Located in Andhra Pradesh, Kurnool is home to some of the most sacred temples of India, including the Shrine of Srisailam, Peta Anjaneyaswami and Birla Mandir. Kurnool being a developing city, you will find spots with construction going on in full swing. Belum Caves is one such attraction. Considered to be one of the longest caves in India, it is a great way to spend your day. The caves demand a lot of walking around, so do wear comfortable shoes when you head here. The oxygen here is a little low so don't take toddlers with you and also avoid if you are claustrophobic. Ugra stambham is another lovely sightseeing spot with great views. It's definitely worth a visit, though you should avoid going in the afternoon since it can get very hot.
Earlier the capital of the Chalukya Kingdom, Badami is located in the North Karnataka District and is a part of Bagalkot. This place is surrounded by beautiful hills and mainly known for the lovely cave temples. This is a group of four temples which are made of soft sandstone. Out of these three are dedicated to the Hindu religion while the one remaining is for the Jains. These are some of the perfect examples of Chalukyan Temple architecture.

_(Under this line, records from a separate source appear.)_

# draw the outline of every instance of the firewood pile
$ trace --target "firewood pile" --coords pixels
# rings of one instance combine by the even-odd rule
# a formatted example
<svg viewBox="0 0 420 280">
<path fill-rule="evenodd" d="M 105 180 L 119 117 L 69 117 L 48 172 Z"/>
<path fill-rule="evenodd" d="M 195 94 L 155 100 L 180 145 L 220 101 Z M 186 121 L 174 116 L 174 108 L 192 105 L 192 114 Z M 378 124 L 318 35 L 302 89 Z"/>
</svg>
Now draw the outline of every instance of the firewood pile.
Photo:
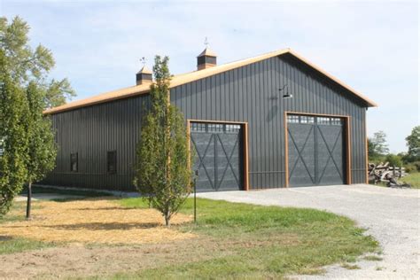
<svg viewBox="0 0 420 280">
<path fill-rule="evenodd" d="M 384 182 L 389 188 L 410 188 L 411 186 L 408 183 L 401 183 L 398 182 L 398 178 L 405 176 L 405 168 L 390 167 L 389 162 L 369 164 L 369 181 L 373 182 L 375 184 Z"/>
</svg>

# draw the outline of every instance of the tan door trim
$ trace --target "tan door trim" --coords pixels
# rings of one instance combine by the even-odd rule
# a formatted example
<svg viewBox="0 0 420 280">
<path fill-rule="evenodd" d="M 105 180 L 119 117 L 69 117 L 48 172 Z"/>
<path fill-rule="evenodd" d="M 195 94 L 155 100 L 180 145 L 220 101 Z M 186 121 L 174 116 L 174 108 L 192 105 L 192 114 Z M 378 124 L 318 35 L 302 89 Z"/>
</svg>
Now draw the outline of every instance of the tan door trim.
<svg viewBox="0 0 420 280">
<path fill-rule="evenodd" d="M 288 114 L 299 114 L 299 115 L 307 115 L 307 116 L 318 116 L 318 117 L 333 117 L 333 118 L 340 118 L 345 120 L 345 131 L 346 131 L 346 183 L 351 184 L 352 183 L 352 142 L 350 137 L 351 133 L 351 124 L 350 120 L 351 117 L 349 115 L 340 115 L 340 114 L 328 114 L 328 113 L 303 113 L 303 112 L 292 112 L 292 111 L 285 111 L 284 112 L 284 170 L 285 170 L 285 187 L 289 188 L 289 135 L 287 132 L 287 115 Z"/>
</svg>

The evolving time and development can be well found in the ravines of this place and the designs made on the walls and ceilings of these temples make them soe of the best temples of South India.
On the border of Andhra Pradesh and Karnataka lies the saintly city of Mantralayam. The city revolves around the much prestigious saint, Shri Guru Raghavendra Swamy. Being a relatively small place and unpopular among tourists, it makes sense that most of the visitors here are his disciples. The Samadhi Temple or Brundavan is the site where Swamy is believed to have entered his tomb, alive. Inside the complex of the temple is the main shrine of the saint. Devotees still believe that he dwells in his holy form. Being the site of utmost devotion, it is very restricted in its approaches. Men who want to perform aarti are supposed to wear only dhotis and women only sarees. This dress code is strictly followed when you want to go near the Brundavan. Food or bhog is served to all devotees and visitors during the afternoon. In a place named Raichur, 20 km from Mantralayam, the temple of Panchamukha commemorates the place where Shri Guru Raghavendra meditated for 12 years at a stretch. Overall this place holds the aura of an earthly experience rather than serving as a vacation.